Department of Anesthesiology, The Second Affiliated Hospital of Nanchang University, Nanchang 330006, PR China.
Department of Anesthesiology, The Second Affiliated Hospital of Nanchang University, Nanchang 330006, PR China.
Exp Mol Pathol. 2020 Jun;114:104430. doi: 10.1016/j.yexmp.2020.104430. Epub 2020 Mar 30.
Hypoxia/reoxygenation (H/R) injury of cardiomyocytes causes an irreversible damage to heart and largely results in acute myocardial infarction. Study has indicated lncRNA ROR aggravates myocardial ischemia/reperfusion (I/R) injury. Also, lncRNA ROR sponges miR-138 to promote osteogenesis. MiR-138 involves in hypoxic pulmonary vascular remodelling by targeting Mst1. However, the interaction between lncRNA ROR, miR-138 and Mst1 involved in myocardial H/R injury is still unknown.

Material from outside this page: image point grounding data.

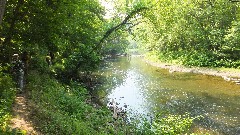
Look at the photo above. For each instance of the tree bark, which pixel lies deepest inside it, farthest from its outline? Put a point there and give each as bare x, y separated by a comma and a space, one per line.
2, 9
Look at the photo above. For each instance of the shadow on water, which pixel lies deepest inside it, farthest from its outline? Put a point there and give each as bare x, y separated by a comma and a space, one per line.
149, 90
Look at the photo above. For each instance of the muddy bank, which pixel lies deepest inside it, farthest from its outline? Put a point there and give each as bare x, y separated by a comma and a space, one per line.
228, 75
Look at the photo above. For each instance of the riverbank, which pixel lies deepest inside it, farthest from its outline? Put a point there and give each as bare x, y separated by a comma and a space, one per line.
228, 74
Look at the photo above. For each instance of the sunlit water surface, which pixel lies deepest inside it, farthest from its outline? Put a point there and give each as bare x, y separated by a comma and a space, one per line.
148, 90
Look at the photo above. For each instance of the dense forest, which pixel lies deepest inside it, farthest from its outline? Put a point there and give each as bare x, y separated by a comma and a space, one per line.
80, 34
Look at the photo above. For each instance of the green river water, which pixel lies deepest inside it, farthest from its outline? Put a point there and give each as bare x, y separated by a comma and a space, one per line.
146, 89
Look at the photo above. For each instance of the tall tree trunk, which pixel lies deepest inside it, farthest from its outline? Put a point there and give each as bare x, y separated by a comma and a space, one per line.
2, 9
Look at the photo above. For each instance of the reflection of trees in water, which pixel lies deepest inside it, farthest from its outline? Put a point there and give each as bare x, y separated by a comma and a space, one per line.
220, 114
112, 73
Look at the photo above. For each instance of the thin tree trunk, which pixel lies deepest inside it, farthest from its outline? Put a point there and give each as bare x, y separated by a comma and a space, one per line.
2, 9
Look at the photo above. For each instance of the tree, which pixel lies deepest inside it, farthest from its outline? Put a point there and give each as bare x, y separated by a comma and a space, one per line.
2, 9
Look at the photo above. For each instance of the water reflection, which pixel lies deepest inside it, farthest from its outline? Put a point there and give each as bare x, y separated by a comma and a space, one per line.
147, 89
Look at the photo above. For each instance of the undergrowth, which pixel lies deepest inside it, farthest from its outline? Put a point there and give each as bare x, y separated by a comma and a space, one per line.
65, 109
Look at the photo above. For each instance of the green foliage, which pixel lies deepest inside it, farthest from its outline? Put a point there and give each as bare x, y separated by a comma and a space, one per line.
62, 109
7, 95
198, 33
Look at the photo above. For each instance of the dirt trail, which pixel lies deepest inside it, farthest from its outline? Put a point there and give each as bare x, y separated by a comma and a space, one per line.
21, 113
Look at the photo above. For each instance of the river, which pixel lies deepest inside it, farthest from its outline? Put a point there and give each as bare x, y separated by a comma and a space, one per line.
147, 90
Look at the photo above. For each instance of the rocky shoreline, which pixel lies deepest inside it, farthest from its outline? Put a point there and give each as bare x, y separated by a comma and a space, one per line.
227, 75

H9C2 cells were used to establish H/R injury model. The expression levels of lncRNA ROR and miR-138 were modified by transfection with the miR-138 mimics or lncRNA ROR overexpression plasmid. MTT and flow cytometry analysis were performed to detect cell proliferation and apoptosis. Dual luciferase reporter assay was used to determine interaction between lncRNA ROR and miR-138 or miR-138 and Mst1. Expression levels of lncRNA ROR, miR-138, Mst1 and apoptosis-related markers were determined by qRT-PCR or western blotting.

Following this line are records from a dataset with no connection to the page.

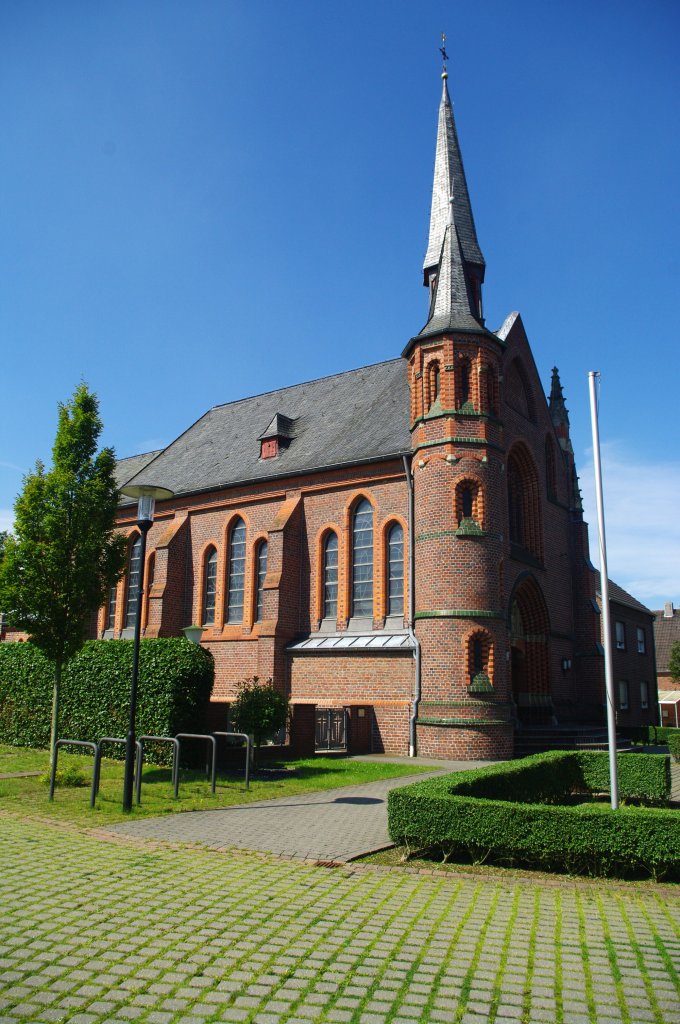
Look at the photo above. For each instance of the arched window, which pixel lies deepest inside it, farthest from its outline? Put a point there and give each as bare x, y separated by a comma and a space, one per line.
237, 571
134, 569
523, 502
363, 559
395, 570
261, 563
111, 608
331, 577
551, 475
149, 583
209, 587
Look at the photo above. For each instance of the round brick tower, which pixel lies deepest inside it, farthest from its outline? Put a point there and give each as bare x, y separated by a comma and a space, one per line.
459, 484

LncRNA ROR was significantly up-regulated, while miR-138 was obviously down-regulated in H/R-induced injury of H9C2 cells. Furthermore, miR-138 overexpression alleviated cardiac cell apoptosis induced by H/R injury. Mst1 was revealed to be a target of miR-138 and negatively regulated by miR-138. Mst1 overexpression reversed the protective effects of miR-138 on H/R injury of H9C2 cells. LncRNA ROR was identified as a sponge for miR-138. MiR-138 could protect H9C2 cells form H/R injury induced by lncRNA ROR overexpression.

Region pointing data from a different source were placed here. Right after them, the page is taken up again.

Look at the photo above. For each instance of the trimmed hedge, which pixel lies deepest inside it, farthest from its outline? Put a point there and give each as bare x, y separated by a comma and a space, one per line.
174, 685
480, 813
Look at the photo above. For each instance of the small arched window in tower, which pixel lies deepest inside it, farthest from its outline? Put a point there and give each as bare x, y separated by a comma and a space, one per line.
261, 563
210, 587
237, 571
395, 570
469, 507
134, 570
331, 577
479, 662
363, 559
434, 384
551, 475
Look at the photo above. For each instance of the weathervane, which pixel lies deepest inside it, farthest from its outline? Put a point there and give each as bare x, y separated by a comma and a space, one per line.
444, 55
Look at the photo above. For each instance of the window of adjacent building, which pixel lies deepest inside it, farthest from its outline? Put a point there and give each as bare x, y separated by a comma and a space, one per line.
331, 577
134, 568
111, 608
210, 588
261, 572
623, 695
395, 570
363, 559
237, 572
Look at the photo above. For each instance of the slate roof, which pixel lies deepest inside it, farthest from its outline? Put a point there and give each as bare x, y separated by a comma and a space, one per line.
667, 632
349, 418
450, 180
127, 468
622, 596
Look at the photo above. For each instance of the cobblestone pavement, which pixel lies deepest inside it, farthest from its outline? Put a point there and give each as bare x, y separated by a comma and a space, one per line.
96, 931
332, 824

Our study provides that lncRNA ROR sponges miR-138 to aggravate H/R-induced myocardial cell injury by upregulating the expression of Mst1.
心肌细胞的缺氧/复氧(H/R)损伤会对心脏造成不可逆的损害,并且在很大程度上导致急性心肌梗死。研究表明长链非编码 RNA ROR 加重心肌缺血/再灌注(I/R)损伤。此外,长链非编码 RNA ROR 通过海绵吸附 miR-138 促进成骨。miR-138 通过靶向 Mst1 参与低氧性肺血管重构。然而,lncRNA ROR、miR-138 和 Mst1 之间的相互作用在心肌 H/R 损伤中的作用尚不清楚。
使用 H9C2 细胞建立 H/R 损伤模型。通过转染 miR-138 模拟物或 lncRNA ROR 过表达质粒来修饰 lncRNA ROR 和 miR-138 的表达水平。采用 MTT 和流式细胞术分析检测细胞增殖和凋亡。双荧光素酶报告基因实验用于确定 lncRNA ROR 与 miR-138 或 miR-138 与 Mst1 之间的相互作用。通过 qRT-PCR 或 Western blot 测定 lncRNA ROR、miR-138、Mst1 和凋亡相关标志物的表达水平。
在 H9C2 细胞的 H/R 损伤中,lncRNA ROR 显著上调,而 miR-138 明显下调。此外,miR-138 过表达减轻了 H/R 损伤引起的心肌细胞凋亡。Mst1 被鉴定为 miR-138 的靶标,并受 miR-138 负调控。Mst1 过表达逆转了 miR-138 对 H9C2 细胞 H/R 损伤的保护作用。lncRNA ROR 被鉴定为 miR-138 的海绵吸附物。miR-138 可以保护 H9C2 细胞免受 lncRNA ROR 过表达引起的 H/R 损伤。
本研究表明,lncRNA ROR 通过上调 Mst1 的表达来海绵吸附 miR-138,从而加重 H/R 诱导的心肌细胞损伤。